Sénégal : Quand la rupture au sommet de l’état risque de fragiliser la confiance collective
Pendant longtemps, le tandem Bassirou Diomaye Faye – Ousmane Sonko a incarné au Sénégal bien plus qu’une alliance politique. Aux yeux d’une partie importante de la population, il représentait une promesse : celle d’une rupture avec les anciennes pratiques politiques, celle d’un nouvel imaginaire national, celle d’un changement attendu depuis plusieurs années.

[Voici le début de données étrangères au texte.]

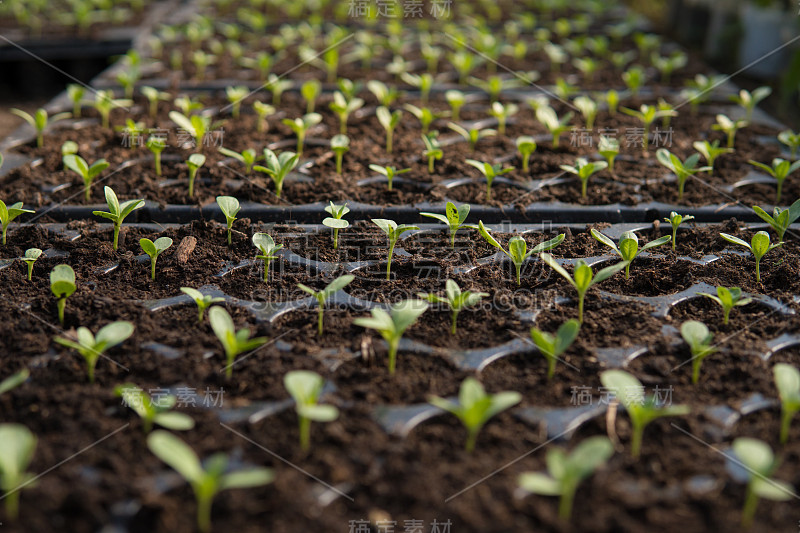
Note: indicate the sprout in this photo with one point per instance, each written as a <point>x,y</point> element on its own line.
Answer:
<point>759,246</point>
<point>154,249</point>
<point>475,407</point>
<point>393,324</point>
<point>91,347</point>
<point>39,121</point>
<point>229,207</point>
<point>336,220</point>
<point>156,411</point>
<point>117,212</point>
<point>518,248</point>
<point>551,347</point>
<point>456,299</point>
<point>566,471</point>
<point>9,213</point>
<point>582,278</point>
<point>759,463</point>
<point>266,245</point>
<point>780,170</point>
<point>206,481</point>
<point>62,284</point>
<point>629,391</point>
<point>17,446</point>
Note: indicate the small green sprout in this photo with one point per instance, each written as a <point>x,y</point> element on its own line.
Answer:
<point>8,214</point>
<point>456,300</point>
<point>760,463</point>
<point>278,166</point>
<point>552,346</point>
<point>566,471</point>
<point>206,481</point>
<point>475,407</point>
<point>629,391</point>
<point>787,381</point>
<point>266,245</point>
<point>117,212</point>
<point>17,446</point>
<point>91,347</point>
<point>62,284</point>
<point>582,278</point>
<point>336,220</point>
<point>229,207</point>
<point>759,245</point>
<point>233,342</point>
<point>393,324</point>
<point>518,248</point>
<point>152,411</point>
<point>336,285</point>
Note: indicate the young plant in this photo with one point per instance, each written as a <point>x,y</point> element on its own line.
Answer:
<point>629,246</point>
<point>582,278</point>
<point>552,346</point>
<point>154,412</point>
<point>336,285</point>
<point>566,471</point>
<point>475,407</point>
<point>760,463</point>
<point>117,212</point>
<point>233,342</point>
<point>266,245</point>
<point>759,245</point>
<point>206,481</point>
<point>393,324</point>
<point>629,391</point>
<point>336,221</point>
<point>91,347</point>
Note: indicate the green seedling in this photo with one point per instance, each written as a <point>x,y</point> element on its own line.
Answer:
<point>642,410</point>
<point>552,346</point>
<point>233,342</point>
<point>393,324</point>
<point>475,407</point>
<point>759,245</point>
<point>154,412</point>
<point>17,446</point>
<point>336,220</point>
<point>760,464</point>
<point>206,481</point>
<point>518,248</point>
<point>455,299</point>
<point>91,347</point>
<point>566,471</point>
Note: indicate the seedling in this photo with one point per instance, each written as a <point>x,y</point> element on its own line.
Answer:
<point>206,481</point>
<point>582,278</point>
<point>566,471</point>
<point>518,248</point>
<point>629,391</point>
<point>759,246</point>
<point>787,381</point>
<point>336,220</point>
<point>552,346</point>
<point>91,347</point>
<point>475,407</point>
<point>17,446</point>
<point>154,412</point>
<point>9,213</point>
<point>266,245</point>
<point>233,342</point>
<point>779,170</point>
<point>760,463</point>
<point>229,207</point>
<point>39,121</point>
<point>117,212</point>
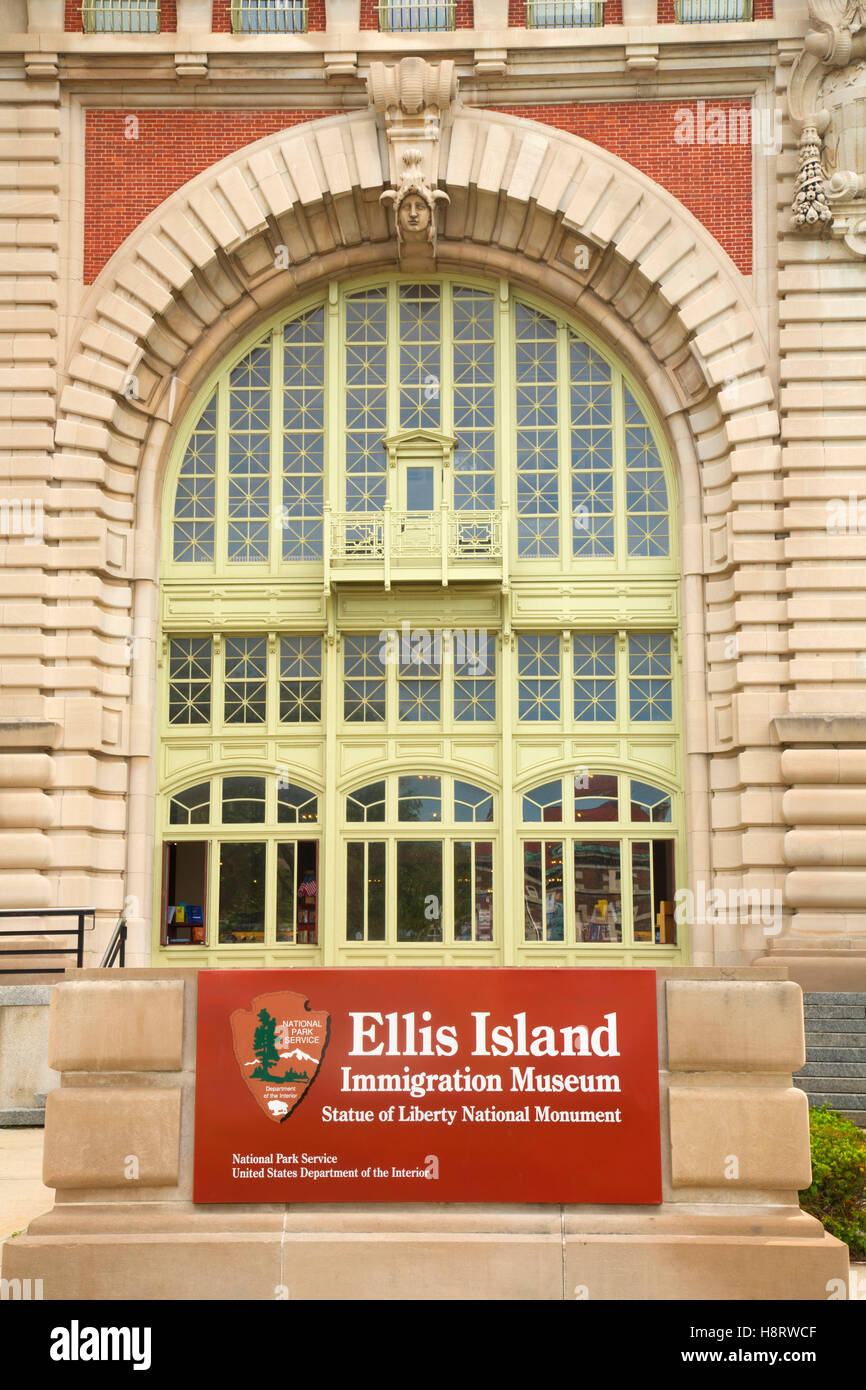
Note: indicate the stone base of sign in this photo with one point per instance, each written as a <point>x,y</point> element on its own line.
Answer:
<point>822,972</point>
<point>426,1253</point>
<point>734,1153</point>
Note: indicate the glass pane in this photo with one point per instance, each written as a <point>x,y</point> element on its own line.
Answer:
<point>249,458</point>
<point>474,658</point>
<point>420,495</point>
<point>474,375</point>
<point>538,676</point>
<point>366,802</point>
<point>196,491</point>
<point>420,798</point>
<point>185,893</point>
<point>542,891</point>
<point>245,680</point>
<point>366,891</point>
<point>649,804</point>
<point>537,401</point>
<point>241,893</point>
<point>595,798</point>
<point>363,679</point>
<point>473,891</point>
<point>598,890</point>
<point>591,452</point>
<point>303,421</point>
<point>641,890</point>
<point>544,802</point>
<point>242,799</point>
<point>647,503</point>
<point>419,890</point>
<point>649,677</point>
<point>299,680</point>
<point>191,806</point>
<point>189,676</point>
<point>594,677</point>
<point>471,802</point>
<point>285,893</point>
<point>295,804</point>
<point>366,417</point>
<point>298,893</point>
<point>420,370</point>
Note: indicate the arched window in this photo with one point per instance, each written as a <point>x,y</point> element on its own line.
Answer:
<point>605,875</point>
<point>419,665</point>
<point>241,863</point>
<point>421,869</point>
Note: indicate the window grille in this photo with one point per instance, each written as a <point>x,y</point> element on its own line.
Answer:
<point>712,11</point>
<point>416,17</point>
<point>120,15</point>
<point>268,17</point>
<point>565,14</point>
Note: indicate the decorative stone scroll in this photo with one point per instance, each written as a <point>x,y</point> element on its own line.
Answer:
<point>827,104</point>
<point>416,99</point>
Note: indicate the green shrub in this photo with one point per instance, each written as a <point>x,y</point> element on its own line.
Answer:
<point>837,1196</point>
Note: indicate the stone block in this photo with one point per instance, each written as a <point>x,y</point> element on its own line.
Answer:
<point>736,1137</point>
<point>734,1026</point>
<point>93,1134</point>
<point>117,1026</point>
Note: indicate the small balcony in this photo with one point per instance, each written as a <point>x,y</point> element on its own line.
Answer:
<point>424,546</point>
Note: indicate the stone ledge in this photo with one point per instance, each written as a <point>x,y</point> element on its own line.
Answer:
<point>820,729</point>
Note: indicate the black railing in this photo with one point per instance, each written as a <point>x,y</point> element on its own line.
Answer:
<point>117,947</point>
<point>22,934</point>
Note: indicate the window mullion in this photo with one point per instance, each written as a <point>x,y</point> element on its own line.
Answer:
<point>620,538</point>
<point>563,424</point>
<point>221,481</point>
<point>277,413</point>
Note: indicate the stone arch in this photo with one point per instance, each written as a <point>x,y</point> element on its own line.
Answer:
<point>537,206</point>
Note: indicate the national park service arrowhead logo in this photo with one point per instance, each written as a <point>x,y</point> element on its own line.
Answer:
<point>280,1044</point>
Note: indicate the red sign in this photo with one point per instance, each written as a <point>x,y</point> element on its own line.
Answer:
<point>428,1084</point>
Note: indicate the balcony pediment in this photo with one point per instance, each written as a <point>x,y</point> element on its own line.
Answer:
<point>420,446</point>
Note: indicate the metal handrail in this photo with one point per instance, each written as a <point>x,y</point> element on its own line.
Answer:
<point>117,947</point>
<point>78,950</point>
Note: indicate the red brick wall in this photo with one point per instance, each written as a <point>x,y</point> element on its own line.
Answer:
<point>72,21</point>
<point>223,15</point>
<point>127,178</point>
<point>463,14</point>
<point>713,181</point>
<point>761,10</point>
<point>517,13</point>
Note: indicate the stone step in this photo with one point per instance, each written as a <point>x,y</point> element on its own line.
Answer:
<point>820,1069</point>
<point>834,997</point>
<point>836,1039</point>
<point>836,1100</point>
<point>854,1084</point>
<point>836,1025</point>
<point>834,1011</point>
<point>838,1054</point>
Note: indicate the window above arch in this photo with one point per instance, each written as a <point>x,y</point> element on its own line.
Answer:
<point>403,421</point>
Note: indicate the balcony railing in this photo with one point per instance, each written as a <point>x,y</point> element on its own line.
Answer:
<point>268,17</point>
<point>120,15</point>
<point>416,17</point>
<point>712,11</point>
<point>565,14</point>
<point>427,544</point>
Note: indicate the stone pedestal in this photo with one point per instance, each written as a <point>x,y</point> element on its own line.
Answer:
<point>734,1153</point>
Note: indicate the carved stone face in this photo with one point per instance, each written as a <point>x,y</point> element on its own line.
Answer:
<point>414,214</point>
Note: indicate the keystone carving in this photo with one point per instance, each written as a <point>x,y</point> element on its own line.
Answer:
<point>827,104</point>
<point>414,102</point>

Mais lorsqu’une alliance fondée sur une promesse commune se fissure, les conséquences dépassent largement les individus concernés. Elles touchent aussi la psychologie collective d’un peuple.
Le récent limogeage d’Ousmane Sonko suivi de son accession à la présidence de l’Assemblée nationale ouvre une nouvelle séquence politique, dont les inconvénients méritent une attention particulière.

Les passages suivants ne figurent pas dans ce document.